And the Birds Sang…

I’ve been in Washington D.C. for well over a month now (for work) and today is Easter morning. Part me is sad I didn’t venture out and find a community of people with which to celebrate. Instead, I’m at my favorite little breakfast cafe, drinking an Americano and overlooking the quaint streets of Old Town Alexandria thinking a lot about this past month and where I find myself today. Being away from Jared, family, and friends has understandably left me feeling a bit hollow. I depend on those relationships. They are much more “home” to me than the physical place in which I rest my head. And in their absence, nagging whispers I once thought gone, begin to creep back in. Sometimes, I’ve caught myself staring back at the woman I see in the mirror and wonder, “how did I get here already?” I see my flaws, the lines that are beginning to settle around my eyes and wonder if my insides are starting to bleed to the outside.¬† Unsettled, you’d think I would turn more to Jesus. But I haven’t. Because deep down, I am a daughter of Eve. A soul so aware of my own nakedness that I to try to hide it from God, than believe He calls me out to Himself because of it.

So, no. I haven’t really sought You at all these past six weeks, choosing to distract myself with useless things, and even choosing to burrow deeper and deeper into a sense of self-pity hiding somewhere among the shadows of resentment and loneliness. I don’t know why it comes upon me like this. So often, my soul feels full and quiet, marveling in thankfulness for everything You’ve given me. But lately, I’ve once again convinced myself it feels better to lick my wounds than to give them over to You. That I can somehow handle this in my own way. But that way is never better. And before I know it, I’ve dug my way back in with the lingering throbbing of claw marks etched on the walls of my heart.
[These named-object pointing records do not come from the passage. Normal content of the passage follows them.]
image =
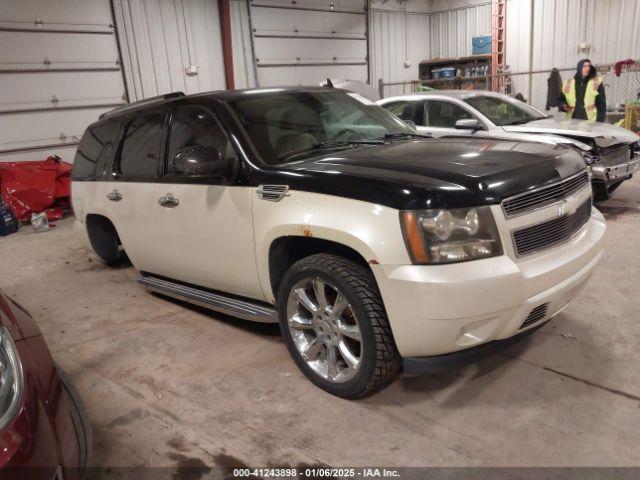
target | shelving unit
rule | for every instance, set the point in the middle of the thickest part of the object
(461, 64)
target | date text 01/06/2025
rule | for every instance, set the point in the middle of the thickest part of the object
(315, 472)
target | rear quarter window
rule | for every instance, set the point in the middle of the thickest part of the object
(96, 150)
(142, 148)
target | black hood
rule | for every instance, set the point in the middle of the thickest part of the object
(592, 69)
(432, 173)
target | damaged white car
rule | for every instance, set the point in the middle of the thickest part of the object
(612, 153)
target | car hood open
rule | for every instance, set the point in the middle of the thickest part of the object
(603, 134)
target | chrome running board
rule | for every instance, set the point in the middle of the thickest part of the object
(214, 301)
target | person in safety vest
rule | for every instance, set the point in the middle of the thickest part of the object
(583, 95)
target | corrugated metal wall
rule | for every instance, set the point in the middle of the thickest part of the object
(59, 70)
(243, 67)
(393, 38)
(451, 31)
(396, 36)
(160, 38)
(611, 27)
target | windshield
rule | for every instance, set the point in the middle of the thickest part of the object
(283, 123)
(505, 111)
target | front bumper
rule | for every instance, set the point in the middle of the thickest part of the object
(436, 310)
(43, 438)
(617, 172)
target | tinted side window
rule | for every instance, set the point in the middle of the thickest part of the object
(141, 153)
(193, 126)
(97, 147)
(444, 114)
(408, 110)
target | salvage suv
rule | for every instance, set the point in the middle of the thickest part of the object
(375, 248)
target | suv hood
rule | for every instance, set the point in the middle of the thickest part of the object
(603, 134)
(433, 173)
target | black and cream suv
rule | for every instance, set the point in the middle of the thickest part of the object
(375, 248)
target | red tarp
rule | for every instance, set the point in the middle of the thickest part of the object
(34, 187)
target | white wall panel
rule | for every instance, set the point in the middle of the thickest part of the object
(307, 50)
(59, 69)
(397, 35)
(37, 90)
(161, 37)
(243, 66)
(611, 27)
(394, 38)
(451, 31)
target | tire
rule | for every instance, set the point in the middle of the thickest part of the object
(80, 420)
(104, 240)
(332, 340)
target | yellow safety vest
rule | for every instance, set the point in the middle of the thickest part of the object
(590, 94)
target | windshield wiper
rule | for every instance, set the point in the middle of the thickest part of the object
(397, 135)
(328, 144)
(516, 122)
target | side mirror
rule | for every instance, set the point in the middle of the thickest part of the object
(469, 124)
(202, 161)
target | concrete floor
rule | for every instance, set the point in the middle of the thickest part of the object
(166, 384)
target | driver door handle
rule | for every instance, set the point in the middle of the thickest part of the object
(168, 201)
(114, 196)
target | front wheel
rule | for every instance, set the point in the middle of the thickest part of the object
(335, 326)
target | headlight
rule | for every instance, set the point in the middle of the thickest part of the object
(449, 236)
(11, 382)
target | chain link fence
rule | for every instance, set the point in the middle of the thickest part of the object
(533, 87)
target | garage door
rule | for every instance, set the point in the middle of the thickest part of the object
(306, 41)
(59, 70)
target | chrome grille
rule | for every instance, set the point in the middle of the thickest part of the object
(544, 196)
(539, 237)
(536, 315)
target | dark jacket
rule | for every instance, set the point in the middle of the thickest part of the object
(554, 89)
(581, 85)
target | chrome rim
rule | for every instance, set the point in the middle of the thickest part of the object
(324, 329)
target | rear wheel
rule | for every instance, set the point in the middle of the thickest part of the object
(335, 326)
(104, 240)
(80, 420)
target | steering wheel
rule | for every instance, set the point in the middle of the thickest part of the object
(342, 133)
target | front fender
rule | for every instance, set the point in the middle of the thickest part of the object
(371, 230)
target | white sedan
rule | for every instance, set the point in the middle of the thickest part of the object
(612, 153)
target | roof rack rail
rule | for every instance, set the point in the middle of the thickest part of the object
(139, 103)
I’m sorry Jesus. For taking You as some flippant presence that is dependent on my mood, my predetermined expectations, my own version of how I want my story to go. Sometimes, I CHOOSE loneliness. I CHOOSE wallowing as a means of self-protection. But this isn’t what it’s supposed to be.

Do you know how I know this?

Because I hear it calling out to me like the chirps and songs of the birds perched in branches that are just now beginning to show life around this neighborhood. I left a very early spring in Portland to come to a very long, and harsh winter in Washington D.C. One with a biting wind that stings my cheeks and a coldness that inhabits the deepest parts of your bones. For me, it’s been a lonely one too. Waiting and waiting for it to be over, but instead it clings to people like the last frost of the season, set on trying to ruin the life we’ve been anticipating.

Oh, but this morning. This glorious morning. It was so still, so quiet. I walked the cobbled streets before most people were awake. The sky was the most perfect color of hazy blue, almost like the color of faded lavender with wisps of clouds still golden around the edges from the sunrise. And those birds. Hopping from branch to branch, singing perfect little songs regardless if anyone bothered to listen. It was like they were announcing that winter was over. That LIFE was occurring at that very moment, even if it was happening on a scale so small I couldn’t see it. Their song was simple, but so hopeful.

I wonder, over two thousands years ago did the birds sing that morning too? Could they sense the world had forever changed? That the Life my life depends on, took a long, deep breath after the long, desolate winter of Good Friday? Did the birds sing even as the disciples cried, doubted, and panicked?

It’s so easy to wallow in the winters or in the Fridays of life. To think, “this is it.” Souls made tired by dashed hopes and long nights. But morning always comes. And spring always comes. It might not be overnight but one day you are out walking quiet streets and the birds remind you to stop and notice those delicate little blossoms of color, so transparent in their fragility, you can almost see the veins giving life to a tree that until a few days ago, resembled something closer to death. Petal by petal, they unfurl themselves as a sign of wonder, beauty, and proof of LIFE. The birds know this.

It’s almost as if they are signing a song of resurrection.

And because they sing, I can sing too.